I have a sample C script that successfully detects a keyword in an audio file using the Microsoft Speech C SDK. I'm somewhat new to C so it took me a bit to craft this working sample (especially because they do not document their C API so I've had to infer from some C++ docs and intuition).
(Note: I'm aware there is a JS version of their Speech SDK. The problem is they have not implemented on-device keyword detection in their JS SDK and when I opened an issue about it they recommended I use their C/C++ SDK with node wrappers).
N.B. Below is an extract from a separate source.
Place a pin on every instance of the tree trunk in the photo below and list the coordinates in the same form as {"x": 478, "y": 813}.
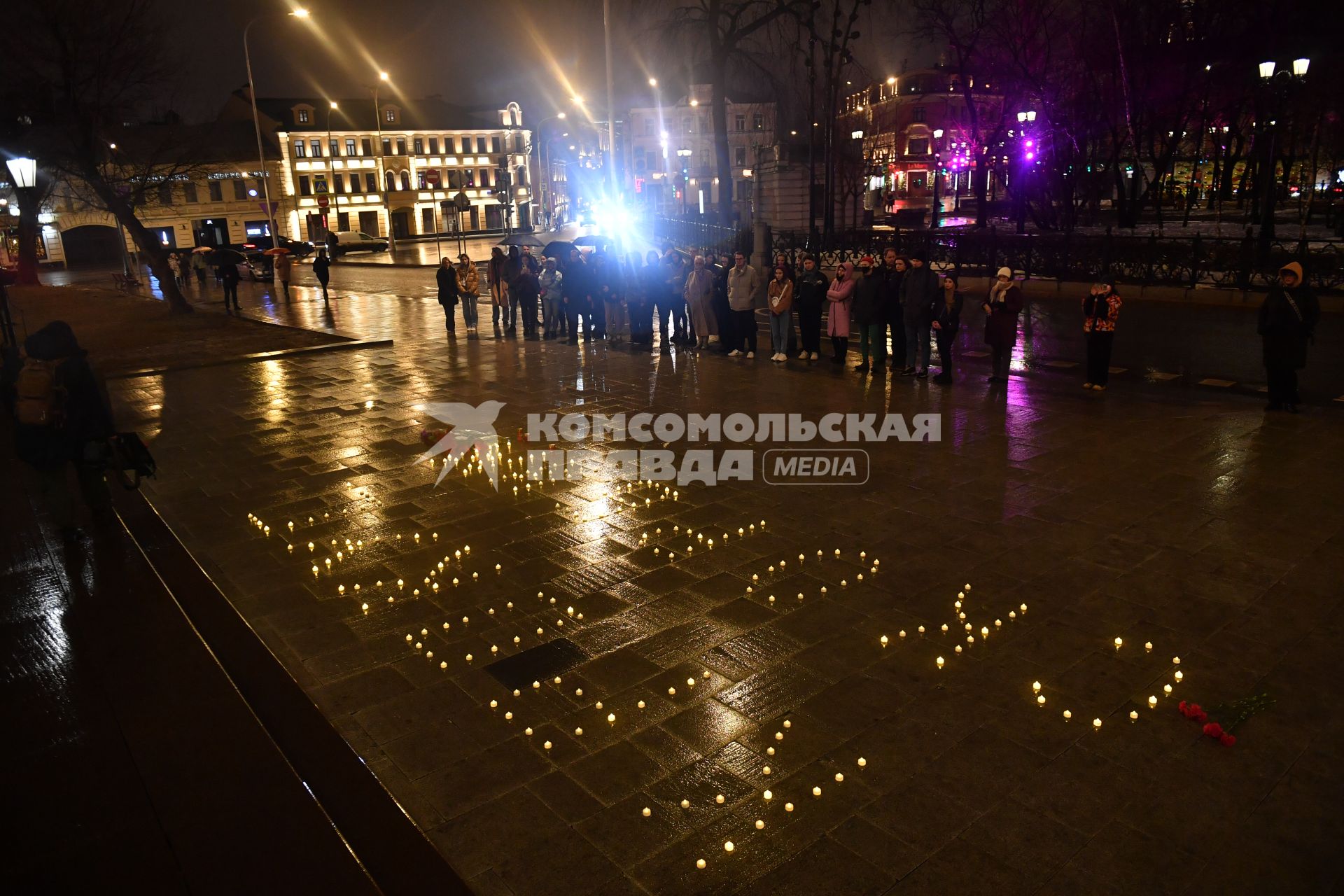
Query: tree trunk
{"x": 720, "y": 117}
{"x": 153, "y": 251}
{"x": 29, "y": 204}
#include "./speechsdk/include/c_api/speechapi_c.h"
#include <stdio.h>
#include <stdlib.h>
#include <string.h>
#define CHECK_RESULT(result, message) \
if ((result) != SPX_NOERROR) { \
fprintf(stderr, message ": %lu\n", (result)); \
exit(-1); \
}
int main() {
SPXAUDIOCONFIGHANDLE audioConfig;
AZACHR audioConfigResult =
audio_config_create_audio_input_from_wav_file_name(&audioConfig,
"./file.wav");
CHECK_RESULT(audioConfigResult, "Failed to create audio config.");
printf("Created audio config.\n");
SPXKEYWORDHANDLE keywordModel;
AZACHR keywordModelResult = keyword_recognition_model_create_from_file(
"./keyword_models/hey_bumblebee.table", &keywordModel);
CHECK_RESULT(keywordModelResult, "Failed to create keyword model.");
printf("Created keyword model.\n");
SPXRECOHANDLE recognizer;
AZACHR recognizerResult =
recognizer_create_keyword_recognizer_from_audio_config(&recognizer,
audioConfig);
CHECK_RESULT(recognizerResult, "Failed to create recognizer.");
printf("Created recognizer.\n");
SPXRESULTHANDLE resultHandle = NULL;
AZACHR recognizeKeywordResult = recognizer_recognize_keyword_once(
recognizer, keywordModel, &resultHandle);
CHECK_RESULT(recognizeKeywordResult, "Failed to to start recognition.");
Result_Reason reason;
AZACHR reasonResult = result_get_reason(resultHandle, &reason);
CHECK_RESULT(reasonResult, "Failed to get result reason.");
if (reason == ResultReason_RecognizedKeyword) {
char textBuffer[256];
AZACHR textResult =
result_get_text(resultHandle, textBuffer, sizeof(textBuffer));
CHECK_RESULT(textResult, "Failed to get recognized text.");
printf("Recognized: \"%s\"\n", textBuffer);
} else if (reason == ResultReason_NoMatch) {
Result_NoMatchReason noMatchReason;
AZACHR noMatchReasonResult =
result_get_no_match_reason(resultHandle, &noMatchReason);
CHECK_RESULT(noMatchReasonResult, "Failed to get no match reason.");
printf("No match. Reason: %d.\n", noMatchReason);
} else if (reason == ResultReason_Canceled) {
Result_CancellationReason cancellationReason;
Result_CancellationErrorCode cancelationCode;
AZACHR canceledReasonResult =
result_get_reason_canceled(resultHandle, &cancellationReason);
CHECK_RESULT(canceledReasonResult, "Failed to get canceled reason.");
AZACHR canceledCodeResult =
result_get_canceled_error_code(resultHandle, &cancelationCode);
CHECK_RESULT(canceledCodeResult, "Failed to get canceled error code.");
printf("Canceled. Reason: %d. Code: %d.\n", cancellationReason,
cancelationCode);
} else {
printf("Unknown.\n");
}
return 0;
}
The SDK methods return a status number that I check to ensure is 0
(aka SPX_NOERROR
) via the CHECK_RESULT macro. The actual data I want from each call gets populated to a pointer I create and pass in. The C script appears to work perfectly and does indeed accurately detect the keyword in the audio file if it's present.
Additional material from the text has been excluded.